The Saskatchewan Court of Appeal recently confirmed in Hope v. Parkdale (Rural Municipality #498), 2016 SKCA 19, that pursuant to The Planning and Development Act, 2007, ss 2007, c P-13.2 (“the P&D Act“), appeals of certain matters must be brought before the Saskatchewan Municipal Board and not the courts. This determination by the Court of Appeal will provide comfort to municipalities because it ensures a level of certainty and efficiency for appeals of decisions made by municipalities.
The facts in the case relate to a claim initiated by Kevin and Fay Hope (the “Hopes“) over $5,040 in service fees imposed by the R.M. of Parkdale (the “RM“) in connection with property the Hopes were sub-dividing and developing at Turtle Lake. The Hopes disagreed with the fees imposed by the R.M. under a service agreement and launched a claim for unjust enrichment in small claims court. They were unsuccessful as small claims court found it had no jurisdiction to deal with the matter. The Hopes then appealed the matter to the Court of Queen’s Bench, where they were also unsuccessful. Finally, the Hopes appealed to the Court of Appeal.
The Court of Appeal looked at the particulars of ss.172 and 176 of the P&D Act. Those sections give authority to municipalities to require a subdivision applicant to enter a servicing agreement to provide services and facilities that directly or indirectly serve the subdivision and they also set out the scheme for an applicant or landowner to appeal the decision made by a municipality. S. 176 further provides the appeal period is 30 days after the date of the council’s written request and states that appeals are to be made to the Saskatchewan Municipal Board.

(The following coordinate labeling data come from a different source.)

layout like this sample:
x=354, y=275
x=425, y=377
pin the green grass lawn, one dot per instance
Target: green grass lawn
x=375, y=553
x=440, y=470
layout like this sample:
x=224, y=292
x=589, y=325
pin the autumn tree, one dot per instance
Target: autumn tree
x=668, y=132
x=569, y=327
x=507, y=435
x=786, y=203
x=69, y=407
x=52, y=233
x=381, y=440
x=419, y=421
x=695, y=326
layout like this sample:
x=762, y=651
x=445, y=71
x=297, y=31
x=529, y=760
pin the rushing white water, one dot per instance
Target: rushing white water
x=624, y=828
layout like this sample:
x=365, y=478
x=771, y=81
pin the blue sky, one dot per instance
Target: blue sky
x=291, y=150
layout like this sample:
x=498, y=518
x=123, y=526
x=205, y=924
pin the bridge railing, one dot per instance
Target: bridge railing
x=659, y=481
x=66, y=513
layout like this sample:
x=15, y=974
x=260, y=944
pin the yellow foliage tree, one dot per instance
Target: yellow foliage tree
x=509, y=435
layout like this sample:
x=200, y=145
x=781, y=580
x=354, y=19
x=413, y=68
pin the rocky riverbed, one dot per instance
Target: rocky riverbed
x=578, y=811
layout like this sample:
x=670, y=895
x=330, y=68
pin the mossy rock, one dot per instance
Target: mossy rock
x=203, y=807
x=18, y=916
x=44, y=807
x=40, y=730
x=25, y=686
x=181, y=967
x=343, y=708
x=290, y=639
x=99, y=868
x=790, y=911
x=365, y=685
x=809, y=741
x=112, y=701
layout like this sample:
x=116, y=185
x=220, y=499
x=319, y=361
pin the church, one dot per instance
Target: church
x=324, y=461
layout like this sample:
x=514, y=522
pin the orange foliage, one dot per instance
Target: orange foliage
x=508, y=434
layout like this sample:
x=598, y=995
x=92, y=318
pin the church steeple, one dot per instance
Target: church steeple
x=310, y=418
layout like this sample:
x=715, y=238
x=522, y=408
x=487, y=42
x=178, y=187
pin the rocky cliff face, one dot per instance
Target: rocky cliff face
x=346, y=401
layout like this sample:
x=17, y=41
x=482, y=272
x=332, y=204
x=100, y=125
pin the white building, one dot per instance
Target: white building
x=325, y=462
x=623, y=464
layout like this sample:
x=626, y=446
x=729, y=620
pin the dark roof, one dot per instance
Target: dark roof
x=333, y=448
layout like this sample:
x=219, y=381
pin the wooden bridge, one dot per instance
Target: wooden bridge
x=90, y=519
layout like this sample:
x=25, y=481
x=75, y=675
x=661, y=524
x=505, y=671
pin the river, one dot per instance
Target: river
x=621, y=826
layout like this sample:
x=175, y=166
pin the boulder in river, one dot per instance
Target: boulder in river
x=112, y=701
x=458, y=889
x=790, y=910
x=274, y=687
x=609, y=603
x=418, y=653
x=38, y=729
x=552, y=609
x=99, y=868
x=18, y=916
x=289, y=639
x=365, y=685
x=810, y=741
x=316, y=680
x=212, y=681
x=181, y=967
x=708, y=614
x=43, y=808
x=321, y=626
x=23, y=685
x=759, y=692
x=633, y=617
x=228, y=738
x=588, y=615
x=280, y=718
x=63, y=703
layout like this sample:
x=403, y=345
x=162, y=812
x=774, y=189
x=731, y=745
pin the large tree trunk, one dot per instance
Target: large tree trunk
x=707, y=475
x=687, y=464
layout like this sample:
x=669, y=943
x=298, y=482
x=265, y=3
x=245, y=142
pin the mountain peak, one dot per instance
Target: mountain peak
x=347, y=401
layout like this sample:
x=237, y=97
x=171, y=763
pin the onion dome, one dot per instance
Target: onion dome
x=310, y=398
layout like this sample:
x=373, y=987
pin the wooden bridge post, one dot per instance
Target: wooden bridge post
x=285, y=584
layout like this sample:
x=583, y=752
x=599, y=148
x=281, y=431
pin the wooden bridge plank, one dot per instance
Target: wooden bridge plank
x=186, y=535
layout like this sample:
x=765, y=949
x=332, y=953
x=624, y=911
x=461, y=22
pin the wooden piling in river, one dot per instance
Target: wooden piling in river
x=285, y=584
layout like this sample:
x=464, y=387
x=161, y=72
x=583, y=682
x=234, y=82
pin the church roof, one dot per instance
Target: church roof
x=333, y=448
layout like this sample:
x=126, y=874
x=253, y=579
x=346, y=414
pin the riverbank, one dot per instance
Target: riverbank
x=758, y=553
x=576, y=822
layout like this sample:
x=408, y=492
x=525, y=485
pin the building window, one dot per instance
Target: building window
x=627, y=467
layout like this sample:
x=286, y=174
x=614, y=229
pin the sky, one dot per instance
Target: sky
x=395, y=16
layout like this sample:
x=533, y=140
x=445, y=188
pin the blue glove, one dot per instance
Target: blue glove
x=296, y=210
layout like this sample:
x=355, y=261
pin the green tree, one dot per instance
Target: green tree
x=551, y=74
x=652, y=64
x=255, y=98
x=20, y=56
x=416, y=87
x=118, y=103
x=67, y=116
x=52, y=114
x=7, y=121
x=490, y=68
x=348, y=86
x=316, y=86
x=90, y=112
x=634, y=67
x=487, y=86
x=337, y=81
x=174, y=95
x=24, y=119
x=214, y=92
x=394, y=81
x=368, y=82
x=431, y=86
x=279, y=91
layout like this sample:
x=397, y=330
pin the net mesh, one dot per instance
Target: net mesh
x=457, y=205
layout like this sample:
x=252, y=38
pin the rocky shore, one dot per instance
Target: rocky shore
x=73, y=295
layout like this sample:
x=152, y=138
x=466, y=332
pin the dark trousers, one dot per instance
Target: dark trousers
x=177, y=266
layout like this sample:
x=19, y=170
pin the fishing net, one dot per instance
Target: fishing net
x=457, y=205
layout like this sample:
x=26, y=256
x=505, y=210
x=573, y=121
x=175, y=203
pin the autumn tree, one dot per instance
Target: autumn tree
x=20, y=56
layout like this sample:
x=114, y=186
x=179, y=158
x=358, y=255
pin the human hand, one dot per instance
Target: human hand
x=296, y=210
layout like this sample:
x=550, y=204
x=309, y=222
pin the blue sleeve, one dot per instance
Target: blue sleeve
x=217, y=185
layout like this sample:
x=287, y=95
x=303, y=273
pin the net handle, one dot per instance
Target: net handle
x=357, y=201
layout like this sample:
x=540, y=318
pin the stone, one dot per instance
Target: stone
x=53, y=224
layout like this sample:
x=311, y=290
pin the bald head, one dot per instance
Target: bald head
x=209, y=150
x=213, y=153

In reviewing these provisions, the Court of Appeal succinctly determined that applicants and owners could only seek relief in front of the Saskatchewan Municipal Board. The Court found that the legislation was clear and any other result would substantially undercut the P&D Act‘s objectives.
The Court of Appeal then went on to elaborate what it viewed as the intent of the Legislature, at paragraph 25 of its decision, and in so doing set out exactly what this case means for municipalities on a go forward basis:
It seems apparent that the Legislature was intent on investing a single tribunal, the Municipal Board, with the authority to hear and determine disputes specified aspects of disagreements arising from the servicing agreements. …Presumably the Legislature also contemplated that routing service fees to the Municipal Board would result in a faster and less expensive decision-making process than if such matters were handled by the way of regular litigation in the courts. Further, by requiring that appeals concerning service fees be commenced within 30 days of a municipality’s request for payment as per s. 176(1), it also seems clear that the Legislature was attempting to both ensure disputes involving such fees did not linger unresolved and to prevent municipalities from being plagued by long-discovered potential liabilities on this front.
Municipalities, including R.M.s, should find comfort in this decision by the Court of Appeal. It brings a level of certainty to the role of the Municipal Board. Furthermore, municipalities will not be forced to incur the significant legal costs that result from defending multiple appeals in the courts.